For those who drink coffee or wine, make it a habit to drink two glasses of water after each cup of coffee or glass of wine. It helps to counteract the dehydrating effects of these beverages.

Sip, don’t gulp.
Simply sipping water throughout the day keeps the water in your blood stream without prompting frequent trips to the bathroom, says Maggie Moon, MS, RD, owner of Everyday Healthy Eating.
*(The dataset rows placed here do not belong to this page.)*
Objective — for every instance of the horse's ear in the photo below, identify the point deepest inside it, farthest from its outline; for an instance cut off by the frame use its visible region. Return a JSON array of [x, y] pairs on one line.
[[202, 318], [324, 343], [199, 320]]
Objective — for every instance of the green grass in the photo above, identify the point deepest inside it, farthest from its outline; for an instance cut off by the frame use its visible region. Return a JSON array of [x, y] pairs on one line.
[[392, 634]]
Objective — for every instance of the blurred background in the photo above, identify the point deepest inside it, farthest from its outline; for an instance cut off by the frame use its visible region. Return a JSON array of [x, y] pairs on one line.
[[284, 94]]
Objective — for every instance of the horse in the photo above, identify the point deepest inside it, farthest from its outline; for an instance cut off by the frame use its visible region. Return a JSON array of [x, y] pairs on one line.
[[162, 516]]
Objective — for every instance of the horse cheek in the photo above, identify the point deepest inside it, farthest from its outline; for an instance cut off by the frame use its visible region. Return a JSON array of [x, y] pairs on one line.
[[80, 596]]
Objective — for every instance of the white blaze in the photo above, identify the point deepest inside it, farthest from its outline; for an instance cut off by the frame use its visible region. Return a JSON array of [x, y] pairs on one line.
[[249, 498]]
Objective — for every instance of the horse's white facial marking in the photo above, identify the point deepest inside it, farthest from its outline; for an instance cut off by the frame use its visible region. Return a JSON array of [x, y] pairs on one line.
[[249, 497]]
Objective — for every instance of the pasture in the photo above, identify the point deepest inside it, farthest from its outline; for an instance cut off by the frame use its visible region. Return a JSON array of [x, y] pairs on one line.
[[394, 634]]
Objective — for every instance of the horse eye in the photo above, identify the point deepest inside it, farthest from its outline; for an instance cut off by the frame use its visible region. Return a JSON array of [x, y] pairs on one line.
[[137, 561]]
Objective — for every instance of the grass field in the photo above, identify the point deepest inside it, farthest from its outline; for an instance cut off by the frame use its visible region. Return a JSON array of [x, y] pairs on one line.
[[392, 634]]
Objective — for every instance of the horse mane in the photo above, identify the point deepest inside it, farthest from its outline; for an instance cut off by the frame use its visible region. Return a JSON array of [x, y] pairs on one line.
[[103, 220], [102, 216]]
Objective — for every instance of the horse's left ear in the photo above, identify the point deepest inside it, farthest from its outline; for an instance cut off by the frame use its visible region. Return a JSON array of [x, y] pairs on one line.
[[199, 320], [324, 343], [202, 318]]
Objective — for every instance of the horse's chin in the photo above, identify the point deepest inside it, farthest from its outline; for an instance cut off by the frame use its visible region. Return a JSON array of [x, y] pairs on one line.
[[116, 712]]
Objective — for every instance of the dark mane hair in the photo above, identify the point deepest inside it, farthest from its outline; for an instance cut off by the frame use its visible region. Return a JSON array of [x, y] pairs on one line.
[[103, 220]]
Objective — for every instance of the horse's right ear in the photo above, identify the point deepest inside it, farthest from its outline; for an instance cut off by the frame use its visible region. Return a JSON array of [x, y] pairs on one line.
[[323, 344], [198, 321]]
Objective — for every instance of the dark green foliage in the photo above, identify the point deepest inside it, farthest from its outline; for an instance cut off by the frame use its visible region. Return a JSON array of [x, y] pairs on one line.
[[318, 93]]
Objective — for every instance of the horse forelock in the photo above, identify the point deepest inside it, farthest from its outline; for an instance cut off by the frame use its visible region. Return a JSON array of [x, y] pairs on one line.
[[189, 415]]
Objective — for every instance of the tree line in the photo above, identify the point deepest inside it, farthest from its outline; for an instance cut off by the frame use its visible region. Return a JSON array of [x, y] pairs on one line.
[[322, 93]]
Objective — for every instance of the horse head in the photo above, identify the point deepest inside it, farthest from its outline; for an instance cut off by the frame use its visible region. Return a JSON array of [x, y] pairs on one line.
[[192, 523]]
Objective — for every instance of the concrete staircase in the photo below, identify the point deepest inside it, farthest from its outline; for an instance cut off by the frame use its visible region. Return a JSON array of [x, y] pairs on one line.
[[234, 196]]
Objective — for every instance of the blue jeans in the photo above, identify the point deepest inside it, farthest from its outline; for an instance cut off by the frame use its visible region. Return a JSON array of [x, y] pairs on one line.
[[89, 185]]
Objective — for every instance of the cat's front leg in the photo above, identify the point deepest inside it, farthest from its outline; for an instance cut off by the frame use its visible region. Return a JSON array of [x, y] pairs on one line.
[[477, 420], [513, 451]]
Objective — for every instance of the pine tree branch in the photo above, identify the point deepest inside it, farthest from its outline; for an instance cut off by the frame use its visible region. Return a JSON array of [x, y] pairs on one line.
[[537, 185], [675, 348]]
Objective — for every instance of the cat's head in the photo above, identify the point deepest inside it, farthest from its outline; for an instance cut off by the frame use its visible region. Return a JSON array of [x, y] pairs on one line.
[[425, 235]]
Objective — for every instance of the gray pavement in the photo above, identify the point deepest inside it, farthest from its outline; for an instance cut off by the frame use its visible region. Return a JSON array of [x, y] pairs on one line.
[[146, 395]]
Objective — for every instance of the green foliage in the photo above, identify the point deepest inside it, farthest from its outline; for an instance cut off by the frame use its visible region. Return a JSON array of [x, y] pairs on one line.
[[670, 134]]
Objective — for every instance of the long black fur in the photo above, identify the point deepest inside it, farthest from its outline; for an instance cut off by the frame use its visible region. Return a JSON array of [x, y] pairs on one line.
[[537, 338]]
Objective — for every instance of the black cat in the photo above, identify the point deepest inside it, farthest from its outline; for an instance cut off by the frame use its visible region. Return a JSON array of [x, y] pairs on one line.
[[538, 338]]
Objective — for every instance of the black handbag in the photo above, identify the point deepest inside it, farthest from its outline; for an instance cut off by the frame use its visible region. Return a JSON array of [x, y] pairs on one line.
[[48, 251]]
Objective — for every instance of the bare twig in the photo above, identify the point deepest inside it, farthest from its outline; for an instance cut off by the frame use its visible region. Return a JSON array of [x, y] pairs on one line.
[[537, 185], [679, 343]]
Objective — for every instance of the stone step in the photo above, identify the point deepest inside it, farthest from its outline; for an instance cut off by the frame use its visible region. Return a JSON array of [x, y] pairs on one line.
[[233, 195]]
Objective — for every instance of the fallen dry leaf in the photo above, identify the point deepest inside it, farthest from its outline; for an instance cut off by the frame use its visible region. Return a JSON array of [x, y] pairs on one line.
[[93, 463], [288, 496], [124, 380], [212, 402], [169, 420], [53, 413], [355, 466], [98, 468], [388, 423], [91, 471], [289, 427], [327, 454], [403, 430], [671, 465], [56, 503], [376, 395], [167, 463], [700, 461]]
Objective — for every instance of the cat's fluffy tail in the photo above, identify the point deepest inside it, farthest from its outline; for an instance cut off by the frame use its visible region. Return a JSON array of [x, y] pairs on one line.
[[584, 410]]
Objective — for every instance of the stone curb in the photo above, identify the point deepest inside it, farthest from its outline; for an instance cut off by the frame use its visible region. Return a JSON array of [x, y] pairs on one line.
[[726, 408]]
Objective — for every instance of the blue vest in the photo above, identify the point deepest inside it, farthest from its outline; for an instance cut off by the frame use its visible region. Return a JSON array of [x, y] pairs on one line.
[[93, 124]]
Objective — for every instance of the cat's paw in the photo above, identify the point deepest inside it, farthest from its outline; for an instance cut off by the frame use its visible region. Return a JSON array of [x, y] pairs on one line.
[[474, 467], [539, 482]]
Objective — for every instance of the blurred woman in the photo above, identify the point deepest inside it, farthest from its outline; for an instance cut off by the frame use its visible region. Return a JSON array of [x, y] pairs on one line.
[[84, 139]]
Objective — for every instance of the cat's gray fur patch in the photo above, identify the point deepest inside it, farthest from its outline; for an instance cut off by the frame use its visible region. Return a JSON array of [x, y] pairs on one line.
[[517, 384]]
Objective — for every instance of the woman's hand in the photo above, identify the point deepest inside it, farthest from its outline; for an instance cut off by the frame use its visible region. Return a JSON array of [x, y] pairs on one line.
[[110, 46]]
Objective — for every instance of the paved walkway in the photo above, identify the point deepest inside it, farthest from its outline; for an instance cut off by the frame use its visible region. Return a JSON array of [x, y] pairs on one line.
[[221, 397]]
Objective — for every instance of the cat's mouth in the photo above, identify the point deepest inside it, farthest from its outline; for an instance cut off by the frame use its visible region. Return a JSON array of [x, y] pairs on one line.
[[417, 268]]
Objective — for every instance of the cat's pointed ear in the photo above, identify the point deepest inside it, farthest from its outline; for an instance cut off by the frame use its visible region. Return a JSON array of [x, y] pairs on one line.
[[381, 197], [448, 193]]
Consume foods with high water content.
Some of Moon’s favorites are all more than 90-percent water: Try cucumbers, cabbage, celery, lettuces, tomatoes, radishes, zucchini, summer squash, sweet peppers, broccoli, cauliflower, melons, grapefruit, watermelon, and strawberries.

Keep things interesting.
There are at-home carbonators that make bubbly water environmentally friendly. Add an ounce of 100% juice, then fill the rest of your glass with sparkling water, says Moon.

Are you dehydrated?
Recent studies have shown that being even just slightly dehydrated can increase feelings of anxiety and depression, and lead to trouble concentrating, says trainer and nutrition expert Kori Lyn Angers. You don’t have to be running a marathon in Death Valley to be dehydrated. As we’re going about your day, or even just sitting at our desks, water evaporates through our skin into the air at a constant rate, making it possible to become dehydrated without knowing it.

After working out, using a sauna, or any activity that makes you sweat, remember to drink more water, says Periquet. If you have a headache, try drinking two glasses of water first before taking a painkiller. Sometimes headaches can be a symptom of dehydration.